Une entreprise ordinaire?

Il est facile de décrire un scénario catastrophique pour Apple. Vous pouvez imaginer les ventes d'iPhone chutant lourdement, comme pour Nokia il y a seulement quelques années. Si cela se produisait, l'entreprise serait confrontée à une perte massive de recettes à compenser. La société survivrait pendant un certain temps : elle peut compter sur des sommes énormes placées dans différents paradis fiscaux. Mais il reste à voir si l'un de ses autres produits pourrait apporter des recettes aussi élevées. Si ce scénario se réalisait, il est probable qu'Apple redeviendrait une entreprise de technologie ou finirait par se reconvertir dans quelque chose de totalement différent (par exemple dans le secteur de la banque).

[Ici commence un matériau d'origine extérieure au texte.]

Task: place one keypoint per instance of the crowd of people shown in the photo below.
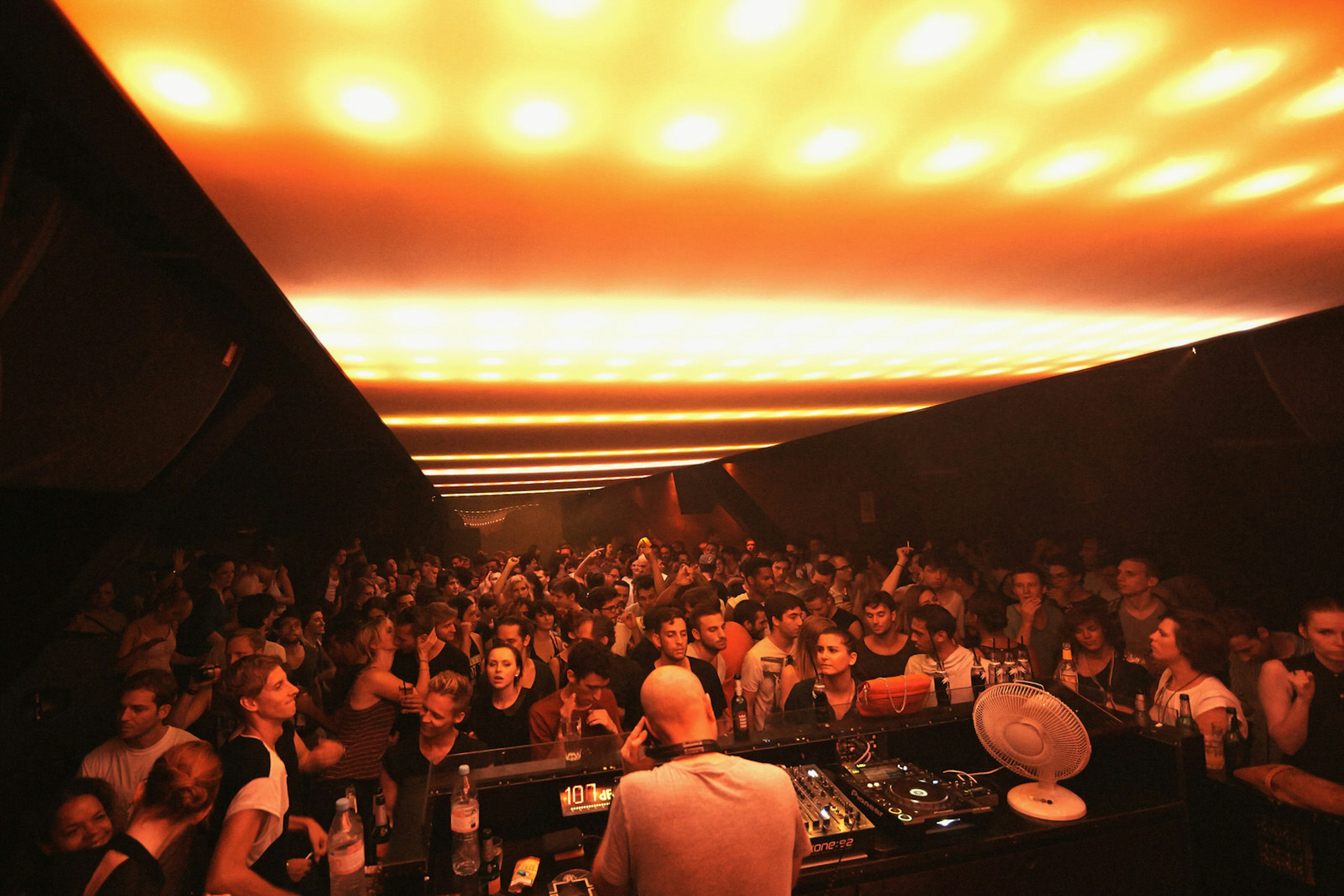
(249, 704)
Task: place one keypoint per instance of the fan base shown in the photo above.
(1053, 804)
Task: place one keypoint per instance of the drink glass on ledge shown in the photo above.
(570, 743)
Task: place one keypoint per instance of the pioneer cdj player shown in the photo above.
(835, 827)
(901, 797)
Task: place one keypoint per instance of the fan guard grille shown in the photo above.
(1031, 733)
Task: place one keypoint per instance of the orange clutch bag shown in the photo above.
(894, 696)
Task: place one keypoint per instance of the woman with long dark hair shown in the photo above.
(1105, 675)
(178, 795)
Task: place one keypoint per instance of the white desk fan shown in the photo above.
(1035, 735)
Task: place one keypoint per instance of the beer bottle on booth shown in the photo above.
(978, 678)
(741, 730)
(1236, 747)
(1142, 717)
(382, 832)
(1068, 671)
(822, 703)
(1186, 725)
(464, 820)
(941, 687)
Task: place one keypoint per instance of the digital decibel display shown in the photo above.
(582, 800)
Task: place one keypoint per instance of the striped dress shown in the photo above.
(365, 734)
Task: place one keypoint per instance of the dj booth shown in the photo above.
(890, 804)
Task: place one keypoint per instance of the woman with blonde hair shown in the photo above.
(178, 795)
(151, 641)
(366, 720)
(445, 706)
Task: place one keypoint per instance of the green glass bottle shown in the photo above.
(1236, 747)
(1186, 723)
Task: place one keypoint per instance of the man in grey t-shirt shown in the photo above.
(659, 841)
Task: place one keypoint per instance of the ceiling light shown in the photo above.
(1331, 197)
(527, 456)
(476, 495)
(650, 417)
(182, 88)
(1065, 168)
(936, 38)
(1226, 75)
(444, 488)
(761, 21)
(830, 146)
(693, 134)
(1265, 183)
(541, 119)
(370, 104)
(566, 8)
(1170, 175)
(1092, 57)
(958, 158)
(1324, 100)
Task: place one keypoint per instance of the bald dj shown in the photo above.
(664, 839)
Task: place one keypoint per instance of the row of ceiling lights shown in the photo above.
(836, 144)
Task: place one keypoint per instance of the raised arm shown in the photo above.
(229, 871)
(893, 579)
(1287, 698)
(655, 565)
(581, 573)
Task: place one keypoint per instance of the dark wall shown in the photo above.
(158, 390)
(1225, 459)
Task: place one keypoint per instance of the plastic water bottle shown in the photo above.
(346, 852)
(467, 816)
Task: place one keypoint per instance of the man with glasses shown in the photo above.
(843, 582)
(584, 699)
(823, 604)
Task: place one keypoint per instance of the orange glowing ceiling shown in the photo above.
(564, 242)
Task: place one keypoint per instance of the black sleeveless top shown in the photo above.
(1323, 752)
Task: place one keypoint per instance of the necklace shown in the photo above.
(1111, 679)
(1174, 692)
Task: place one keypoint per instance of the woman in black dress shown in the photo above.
(502, 703)
(178, 795)
(1105, 675)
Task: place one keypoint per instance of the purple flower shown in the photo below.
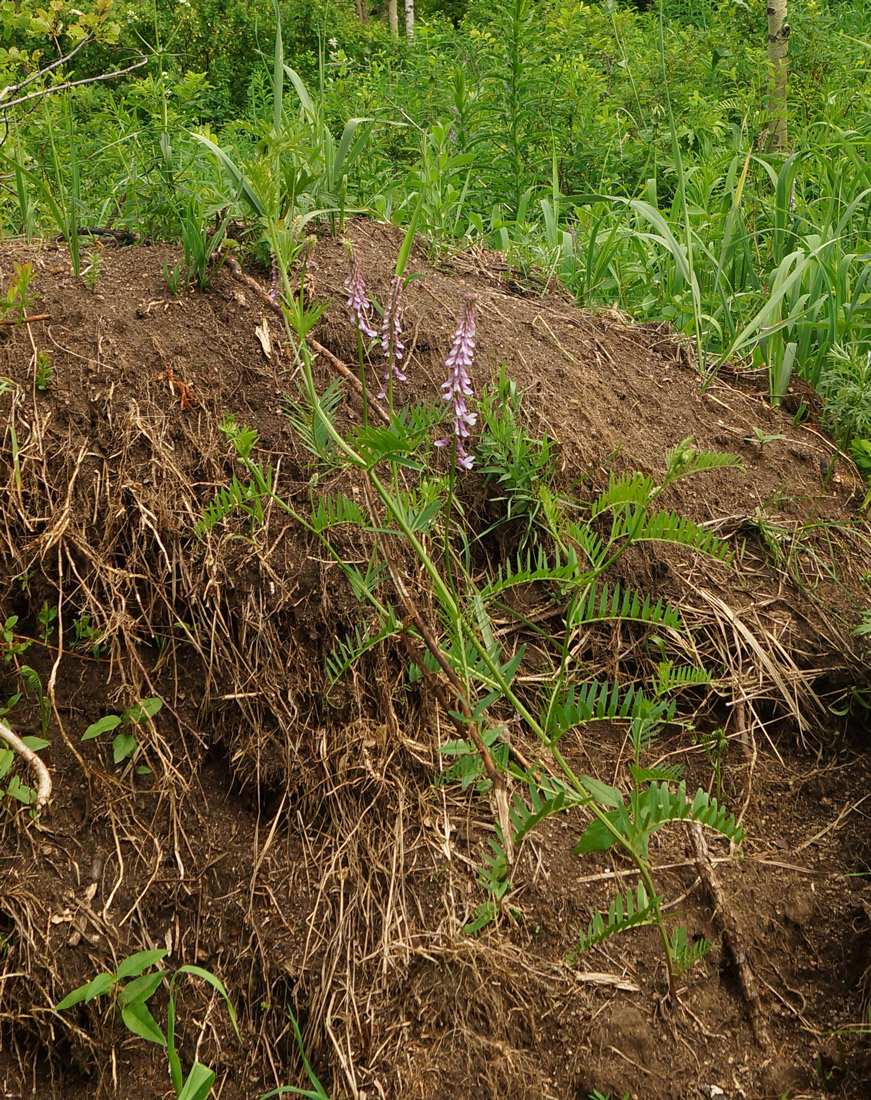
(357, 303)
(459, 385)
(275, 274)
(392, 336)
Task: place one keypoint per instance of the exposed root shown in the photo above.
(43, 779)
(734, 938)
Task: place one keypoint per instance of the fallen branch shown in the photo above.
(734, 937)
(26, 320)
(44, 780)
(70, 84)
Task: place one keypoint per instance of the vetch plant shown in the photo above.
(460, 646)
(359, 305)
(124, 743)
(392, 340)
(459, 385)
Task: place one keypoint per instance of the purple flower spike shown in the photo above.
(357, 303)
(459, 385)
(275, 274)
(392, 336)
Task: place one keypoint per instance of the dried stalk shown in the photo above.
(734, 937)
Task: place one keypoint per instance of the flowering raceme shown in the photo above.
(392, 336)
(459, 385)
(357, 301)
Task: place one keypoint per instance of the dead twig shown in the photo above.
(26, 320)
(734, 937)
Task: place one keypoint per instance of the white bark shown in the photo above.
(778, 48)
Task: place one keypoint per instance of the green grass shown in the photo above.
(614, 149)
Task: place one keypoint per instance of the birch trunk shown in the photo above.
(779, 44)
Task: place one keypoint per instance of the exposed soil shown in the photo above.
(299, 847)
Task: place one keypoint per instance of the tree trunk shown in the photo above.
(779, 44)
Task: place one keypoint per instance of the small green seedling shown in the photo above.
(317, 1092)
(9, 645)
(46, 618)
(91, 273)
(19, 297)
(173, 277)
(761, 439)
(132, 988)
(43, 376)
(124, 743)
(33, 685)
(88, 637)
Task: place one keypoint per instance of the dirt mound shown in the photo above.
(296, 845)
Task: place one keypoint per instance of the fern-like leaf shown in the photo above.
(669, 678)
(604, 603)
(530, 567)
(631, 910)
(359, 641)
(233, 496)
(332, 510)
(597, 701)
(685, 955)
(309, 426)
(635, 488)
(684, 460)
(637, 525)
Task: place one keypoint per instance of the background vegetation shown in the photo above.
(621, 150)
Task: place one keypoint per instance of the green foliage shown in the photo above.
(634, 910)
(131, 988)
(20, 296)
(12, 785)
(514, 463)
(124, 743)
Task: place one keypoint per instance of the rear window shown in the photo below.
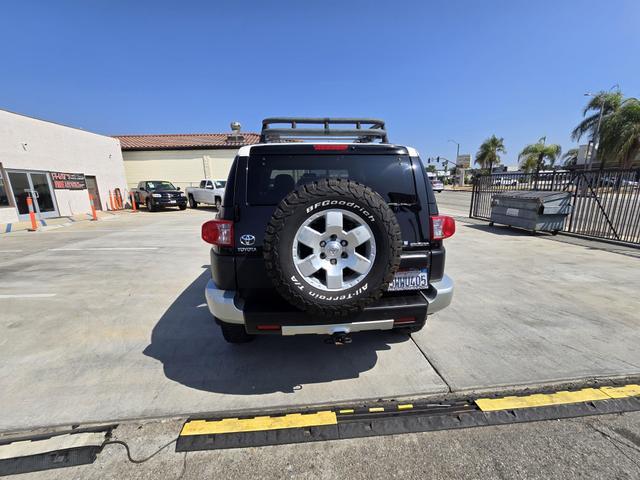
(272, 177)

Mais il est plus probable qu'Apple passera du statut d'entreprise remarquable à celui d'entreprise ordinaire. Si cela se produit, elle prendra de nombreuses habitudes des entreprises d'âge moyen : réduction des coûts, suivi des modes et programmes de changement répétés et inutiles. Il est probable que les actionnaires mettront plus de pression sur l'entreprise pour qu'elle rapporte des dividendes et qu'ils s'engageront dans des activités de promotion financière classiques, comme l'augmentation du rachat d'actions. Certains investisseurs s'intéresseront à la trésorerie confortable d'Apple, en espérant qu'elle leur revienne plutôt que d'être réinvestie pour revigorer l'entreprise. Si cela arrive, cela enfoncera probablement le premier clou dans le cercueil de l'entreprise.